Mit der Benutzergruppen-Nummer oder der Abfrage des genauen Benutzernamens kann man Objekte so sichtbar schalten, daß angemeldete Admins die nicht zu sehen bekommen... ich habe immer eine eigene Benutzergruppe "Programmierer" für solche Zwecke.


Übrigens brauchst und solltest Du das Benutzer-Passwort nicht verarbeiten, sonst müßtest Du bei Passwort-Änderung das Runtime-Projekt ändern. Und: Wenn der Benutzer angemeldet ist, dann wird er wohl auch das korrekte Passwort benutzt haben.

Harald


----------



## chipset (15 Oktober 2014)

Ok ich glaub jetzt passt alles. Danke


----------



## repök (15 Oktober 2014)

Naja, anstatt eine variable anzulegen, könnte er auch direkt die properties bestimmen.


----------



## PN/DP (15 Oktober 2014)

repök schrieb:


> Naja, anstatt eine variable anzulegen, könnte er auch direkt die properties bestimmen.


Das ist leider keine gute Idee - einmal Bildwechsel oder erneuter Bildaufbau und die Properties sind wieder auf Startwert.
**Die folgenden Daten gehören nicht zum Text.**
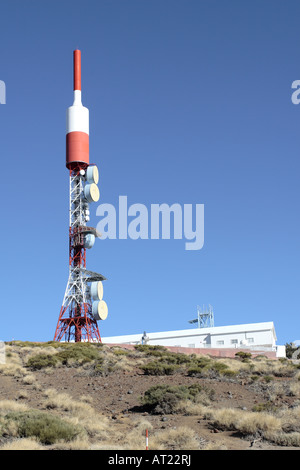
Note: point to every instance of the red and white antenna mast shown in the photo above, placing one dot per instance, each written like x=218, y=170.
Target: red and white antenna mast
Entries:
x=83, y=303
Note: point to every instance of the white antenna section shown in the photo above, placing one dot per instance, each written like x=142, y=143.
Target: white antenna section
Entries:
x=205, y=317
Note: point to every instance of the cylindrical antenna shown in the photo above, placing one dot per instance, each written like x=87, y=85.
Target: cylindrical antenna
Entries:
x=77, y=69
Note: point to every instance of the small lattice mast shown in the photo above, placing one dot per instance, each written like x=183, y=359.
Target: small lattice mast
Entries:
x=83, y=303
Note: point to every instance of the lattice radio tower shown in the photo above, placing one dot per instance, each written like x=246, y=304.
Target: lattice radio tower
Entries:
x=83, y=303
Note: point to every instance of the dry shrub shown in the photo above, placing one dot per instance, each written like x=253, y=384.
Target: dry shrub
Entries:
x=7, y=406
x=291, y=439
x=182, y=438
x=190, y=408
x=294, y=389
x=243, y=421
x=80, y=413
x=77, y=444
x=23, y=444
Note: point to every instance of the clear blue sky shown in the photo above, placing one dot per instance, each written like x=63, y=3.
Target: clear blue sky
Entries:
x=190, y=102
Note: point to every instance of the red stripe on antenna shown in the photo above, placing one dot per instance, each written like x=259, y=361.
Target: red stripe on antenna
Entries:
x=77, y=69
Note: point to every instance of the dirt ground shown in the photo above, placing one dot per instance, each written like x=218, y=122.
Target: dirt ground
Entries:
x=117, y=396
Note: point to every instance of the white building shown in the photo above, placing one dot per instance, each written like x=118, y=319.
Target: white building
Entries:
x=255, y=336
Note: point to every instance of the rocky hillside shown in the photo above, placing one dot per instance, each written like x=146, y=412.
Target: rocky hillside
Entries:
x=90, y=396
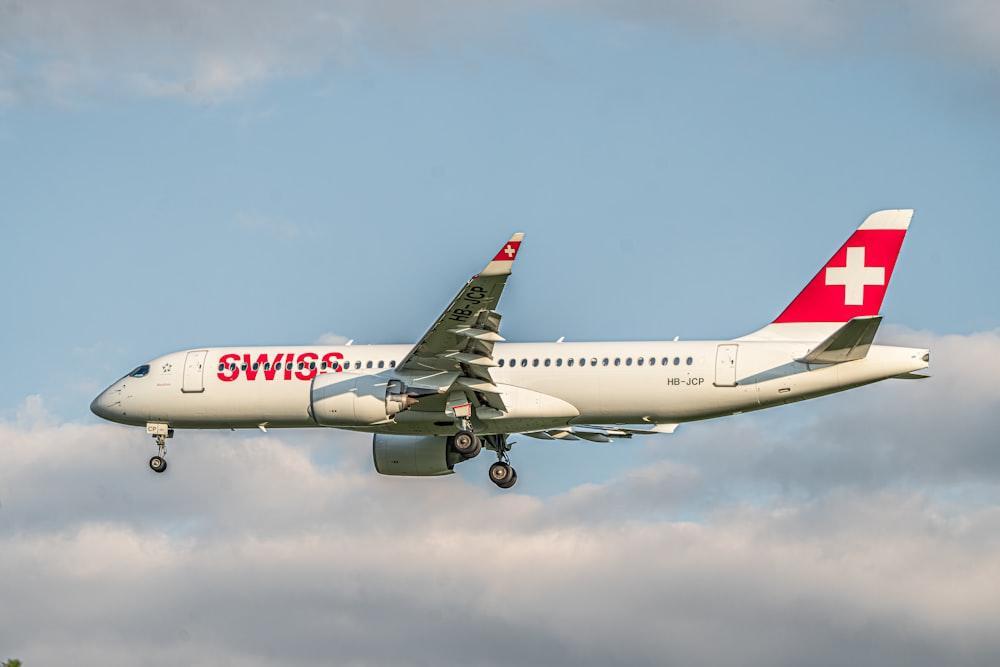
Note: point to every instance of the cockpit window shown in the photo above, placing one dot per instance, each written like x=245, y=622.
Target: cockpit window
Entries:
x=142, y=371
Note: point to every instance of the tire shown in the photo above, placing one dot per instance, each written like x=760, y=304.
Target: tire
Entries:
x=501, y=473
x=511, y=482
x=466, y=444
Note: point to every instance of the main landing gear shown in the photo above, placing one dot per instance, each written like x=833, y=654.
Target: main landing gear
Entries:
x=160, y=433
x=468, y=445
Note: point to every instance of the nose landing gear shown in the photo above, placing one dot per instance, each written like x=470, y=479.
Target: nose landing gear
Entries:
x=160, y=433
x=502, y=473
x=467, y=444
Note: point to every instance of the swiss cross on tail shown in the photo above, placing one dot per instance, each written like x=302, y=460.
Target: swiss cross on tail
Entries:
x=853, y=283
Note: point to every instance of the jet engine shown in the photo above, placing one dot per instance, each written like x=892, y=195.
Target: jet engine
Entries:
x=345, y=399
x=413, y=455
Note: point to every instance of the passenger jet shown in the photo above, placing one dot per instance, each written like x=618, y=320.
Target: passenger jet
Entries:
x=462, y=388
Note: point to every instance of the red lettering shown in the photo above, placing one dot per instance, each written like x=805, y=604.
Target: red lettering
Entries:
x=255, y=367
x=230, y=367
x=307, y=359
x=328, y=359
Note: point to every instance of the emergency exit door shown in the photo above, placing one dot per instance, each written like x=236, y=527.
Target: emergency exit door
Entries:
x=725, y=365
x=194, y=372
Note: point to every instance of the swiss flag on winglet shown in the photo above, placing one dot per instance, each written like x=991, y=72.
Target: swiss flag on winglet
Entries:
x=853, y=283
x=508, y=252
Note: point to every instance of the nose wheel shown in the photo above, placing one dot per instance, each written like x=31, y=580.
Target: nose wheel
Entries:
x=502, y=473
x=467, y=444
x=160, y=433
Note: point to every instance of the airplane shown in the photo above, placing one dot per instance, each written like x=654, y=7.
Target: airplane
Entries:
x=462, y=388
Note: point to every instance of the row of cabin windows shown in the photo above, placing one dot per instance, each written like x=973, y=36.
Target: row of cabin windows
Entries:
x=606, y=361
x=333, y=365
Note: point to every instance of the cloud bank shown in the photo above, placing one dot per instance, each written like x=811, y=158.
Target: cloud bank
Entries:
x=250, y=551
x=59, y=50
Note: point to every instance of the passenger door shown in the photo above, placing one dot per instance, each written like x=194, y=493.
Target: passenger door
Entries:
x=194, y=372
x=725, y=365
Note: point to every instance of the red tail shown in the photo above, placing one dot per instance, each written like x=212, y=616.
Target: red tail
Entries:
x=854, y=281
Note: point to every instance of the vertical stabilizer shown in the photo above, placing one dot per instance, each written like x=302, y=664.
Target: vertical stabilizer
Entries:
x=851, y=284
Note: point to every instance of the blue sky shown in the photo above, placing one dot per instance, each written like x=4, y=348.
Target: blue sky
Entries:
x=671, y=182
x=189, y=174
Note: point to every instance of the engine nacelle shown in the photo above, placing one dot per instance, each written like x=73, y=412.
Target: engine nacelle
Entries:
x=413, y=455
x=346, y=399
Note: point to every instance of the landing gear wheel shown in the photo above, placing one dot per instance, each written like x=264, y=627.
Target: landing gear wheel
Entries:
x=503, y=474
x=466, y=444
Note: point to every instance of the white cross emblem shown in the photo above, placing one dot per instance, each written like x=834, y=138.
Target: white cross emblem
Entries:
x=855, y=276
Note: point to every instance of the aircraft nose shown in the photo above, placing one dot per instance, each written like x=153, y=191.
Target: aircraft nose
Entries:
x=99, y=406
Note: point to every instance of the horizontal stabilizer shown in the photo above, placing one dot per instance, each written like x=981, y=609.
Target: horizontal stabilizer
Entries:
x=848, y=343
x=595, y=433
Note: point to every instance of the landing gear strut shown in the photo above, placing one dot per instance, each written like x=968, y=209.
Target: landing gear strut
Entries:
x=467, y=444
x=502, y=473
x=160, y=433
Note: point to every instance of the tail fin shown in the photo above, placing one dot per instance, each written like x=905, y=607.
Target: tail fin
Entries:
x=851, y=284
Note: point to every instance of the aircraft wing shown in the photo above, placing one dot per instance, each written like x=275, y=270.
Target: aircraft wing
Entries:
x=595, y=433
x=456, y=353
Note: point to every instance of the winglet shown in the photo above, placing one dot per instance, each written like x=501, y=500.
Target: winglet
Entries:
x=504, y=260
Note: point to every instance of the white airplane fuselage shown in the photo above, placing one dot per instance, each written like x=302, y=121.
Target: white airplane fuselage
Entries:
x=606, y=384
x=462, y=388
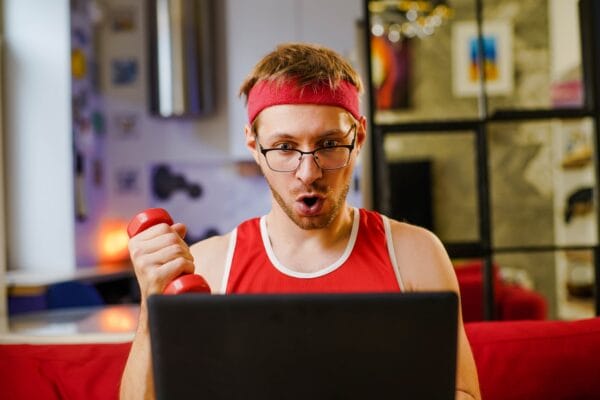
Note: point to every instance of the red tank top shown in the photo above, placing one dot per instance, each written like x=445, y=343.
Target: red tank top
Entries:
x=365, y=266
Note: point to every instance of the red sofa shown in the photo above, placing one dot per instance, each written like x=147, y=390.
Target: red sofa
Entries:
x=526, y=360
x=512, y=302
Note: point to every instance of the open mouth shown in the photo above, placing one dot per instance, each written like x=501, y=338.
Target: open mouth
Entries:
x=310, y=201
x=310, y=205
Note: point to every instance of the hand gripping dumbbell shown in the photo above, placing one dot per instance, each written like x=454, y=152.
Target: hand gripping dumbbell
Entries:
x=186, y=283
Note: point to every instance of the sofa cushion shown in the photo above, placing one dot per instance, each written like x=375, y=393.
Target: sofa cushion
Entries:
x=81, y=371
x=537, y=359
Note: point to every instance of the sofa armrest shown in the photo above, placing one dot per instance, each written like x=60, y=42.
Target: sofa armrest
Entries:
x=537, y=359
x=519, y=303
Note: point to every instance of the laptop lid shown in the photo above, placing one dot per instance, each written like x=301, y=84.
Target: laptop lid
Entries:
x=317, y=346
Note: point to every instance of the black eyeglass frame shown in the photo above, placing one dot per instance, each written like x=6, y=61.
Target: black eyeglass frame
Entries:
x=313, y=152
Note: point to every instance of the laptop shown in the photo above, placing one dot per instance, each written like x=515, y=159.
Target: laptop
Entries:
x=304, y=346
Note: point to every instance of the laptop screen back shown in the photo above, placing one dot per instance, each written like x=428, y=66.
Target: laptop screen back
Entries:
x=338, y=346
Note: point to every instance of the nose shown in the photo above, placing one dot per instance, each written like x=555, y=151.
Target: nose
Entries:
x=308, y=171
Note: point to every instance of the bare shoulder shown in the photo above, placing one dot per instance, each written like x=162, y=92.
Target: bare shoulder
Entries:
x=210, y=257
x=422, y=258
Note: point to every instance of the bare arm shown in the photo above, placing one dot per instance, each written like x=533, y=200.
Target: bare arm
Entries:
x=159, y=255
x=425, y=266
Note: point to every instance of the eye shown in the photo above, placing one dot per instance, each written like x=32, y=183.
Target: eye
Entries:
x=284, y=146
x=330, y=143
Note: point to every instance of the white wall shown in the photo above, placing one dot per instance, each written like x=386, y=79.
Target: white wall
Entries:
x=39, y=163
x=38, y=143
x=3, y=305
x=565, y=43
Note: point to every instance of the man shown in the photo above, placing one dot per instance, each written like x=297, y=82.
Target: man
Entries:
x=305, y=132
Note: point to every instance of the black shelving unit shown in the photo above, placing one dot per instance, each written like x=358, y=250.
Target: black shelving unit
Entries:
x=589, y=11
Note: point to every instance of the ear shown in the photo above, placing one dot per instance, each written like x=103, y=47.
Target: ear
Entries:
x=251, y=144
x=361, y=132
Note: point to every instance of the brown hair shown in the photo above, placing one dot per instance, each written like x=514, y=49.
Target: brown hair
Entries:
x=309, y=64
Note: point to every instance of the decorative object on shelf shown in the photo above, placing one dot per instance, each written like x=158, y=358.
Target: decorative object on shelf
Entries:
x=78, y=64
x=580, y=202
x=578, y=152
x=398, y=19
x=127, y=180
x=125, y=125
x=123, y=19
x=165, y=183
x=124, y=71
x=497, y=58
x=391, y=73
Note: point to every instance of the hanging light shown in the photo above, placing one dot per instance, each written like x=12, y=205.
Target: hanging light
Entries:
x=408, y=18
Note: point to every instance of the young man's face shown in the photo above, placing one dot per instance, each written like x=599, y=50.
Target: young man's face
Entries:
x=310, y=196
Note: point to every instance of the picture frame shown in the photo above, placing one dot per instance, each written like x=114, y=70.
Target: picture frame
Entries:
x=498, y=58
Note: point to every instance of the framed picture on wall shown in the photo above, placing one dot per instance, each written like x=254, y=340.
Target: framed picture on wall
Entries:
x=497, y=58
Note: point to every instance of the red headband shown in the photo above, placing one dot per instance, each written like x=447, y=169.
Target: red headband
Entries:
x=269, y=93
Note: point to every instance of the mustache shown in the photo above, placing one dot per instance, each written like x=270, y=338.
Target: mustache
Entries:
x=314, y=188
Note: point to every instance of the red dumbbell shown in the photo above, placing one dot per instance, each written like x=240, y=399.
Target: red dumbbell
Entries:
x=187, y=283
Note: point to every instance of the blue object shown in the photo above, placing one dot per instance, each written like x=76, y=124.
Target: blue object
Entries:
x=72, y=294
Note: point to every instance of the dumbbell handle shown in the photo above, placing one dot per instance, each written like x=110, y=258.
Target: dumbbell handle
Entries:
x=186, y=283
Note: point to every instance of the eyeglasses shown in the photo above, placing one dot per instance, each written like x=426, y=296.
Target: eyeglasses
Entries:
x=327, y=158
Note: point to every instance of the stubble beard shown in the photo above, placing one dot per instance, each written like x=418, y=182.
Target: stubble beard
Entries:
x=319, y=222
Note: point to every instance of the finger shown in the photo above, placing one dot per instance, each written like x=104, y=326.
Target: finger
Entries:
x=157, y=279
x=152, y=232
x=168, y=237
x=180, y=228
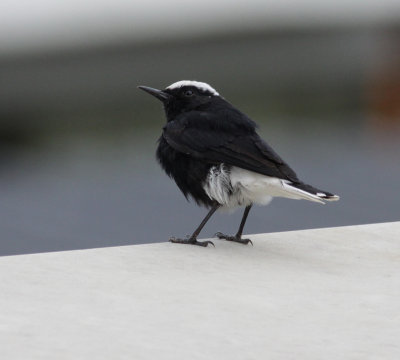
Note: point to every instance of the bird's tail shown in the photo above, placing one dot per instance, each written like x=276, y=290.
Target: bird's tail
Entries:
x=309, y=192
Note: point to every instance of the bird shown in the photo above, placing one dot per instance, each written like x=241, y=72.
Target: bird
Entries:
x=215, y=156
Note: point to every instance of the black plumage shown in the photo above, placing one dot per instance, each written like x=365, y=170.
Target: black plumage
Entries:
x=205, y=134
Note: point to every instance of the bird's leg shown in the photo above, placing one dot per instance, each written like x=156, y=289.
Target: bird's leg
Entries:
x=192, y=240
x=238, y=236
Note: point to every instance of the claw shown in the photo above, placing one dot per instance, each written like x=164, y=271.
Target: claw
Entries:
x=235, y=238
x=190, y=241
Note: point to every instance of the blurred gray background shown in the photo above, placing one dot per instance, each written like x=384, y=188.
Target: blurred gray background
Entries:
x=77, y=139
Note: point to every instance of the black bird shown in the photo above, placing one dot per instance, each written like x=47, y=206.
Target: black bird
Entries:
x=215, y=156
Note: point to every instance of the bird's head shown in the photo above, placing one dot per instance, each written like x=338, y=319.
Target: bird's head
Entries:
x=183, y=96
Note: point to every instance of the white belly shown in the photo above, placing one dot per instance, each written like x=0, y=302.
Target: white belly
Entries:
x=240, y=187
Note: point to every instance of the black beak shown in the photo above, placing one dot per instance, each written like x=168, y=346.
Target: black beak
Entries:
x=159, y=94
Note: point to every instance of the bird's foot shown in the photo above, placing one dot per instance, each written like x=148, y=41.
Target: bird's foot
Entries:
x=235, y=238
x=190, y=241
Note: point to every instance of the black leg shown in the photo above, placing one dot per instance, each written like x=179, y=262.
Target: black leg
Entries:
x=192, y=240
x=238, y=236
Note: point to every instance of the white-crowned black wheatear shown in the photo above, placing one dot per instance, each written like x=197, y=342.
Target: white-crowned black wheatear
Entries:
x=215, y=156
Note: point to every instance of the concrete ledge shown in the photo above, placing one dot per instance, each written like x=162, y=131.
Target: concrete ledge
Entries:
x=314, y=294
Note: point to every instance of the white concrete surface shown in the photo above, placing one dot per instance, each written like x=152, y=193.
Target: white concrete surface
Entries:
x=315, y=294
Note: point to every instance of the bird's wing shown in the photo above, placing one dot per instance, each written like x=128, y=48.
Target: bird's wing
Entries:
x=230, y=145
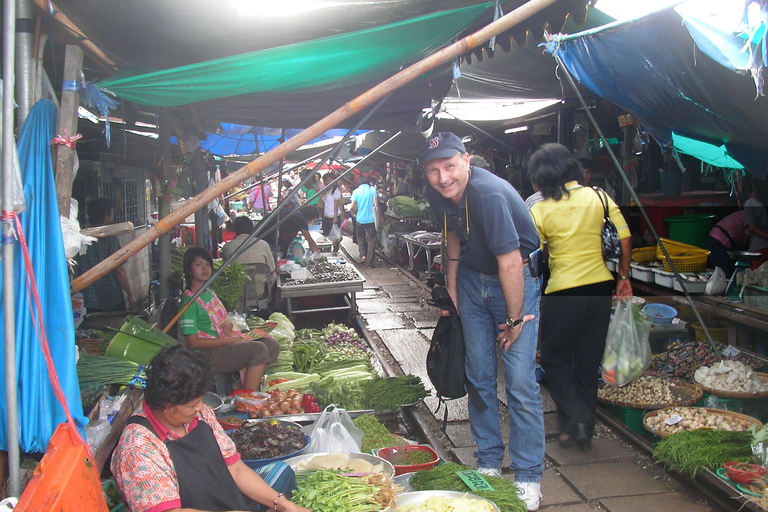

Man müßte dann bei jedem "Bild aufgebaut" die Zuweisungen der Properties erneut ausführen und sich dazu den letzten Wert in Variablen merken ...

Harald


----------



## repök (16 Oktober 2014)

ist das so? ich hab das verchiedenlich so gemacht - das ist mir noch nicht aufgefallen.


----------



## PN/DP (16 Oktober 2014)

Ja das ist so, zumindest in allen WinCCflex-Versionen die ich kenne.
Beim Bildaufbau werden die Properties aller Bildobjekte auf die Startwerte aus der Projektierung gesetzt. Dynamisch zugewiesene Werte gehen verloren.

Harald


----------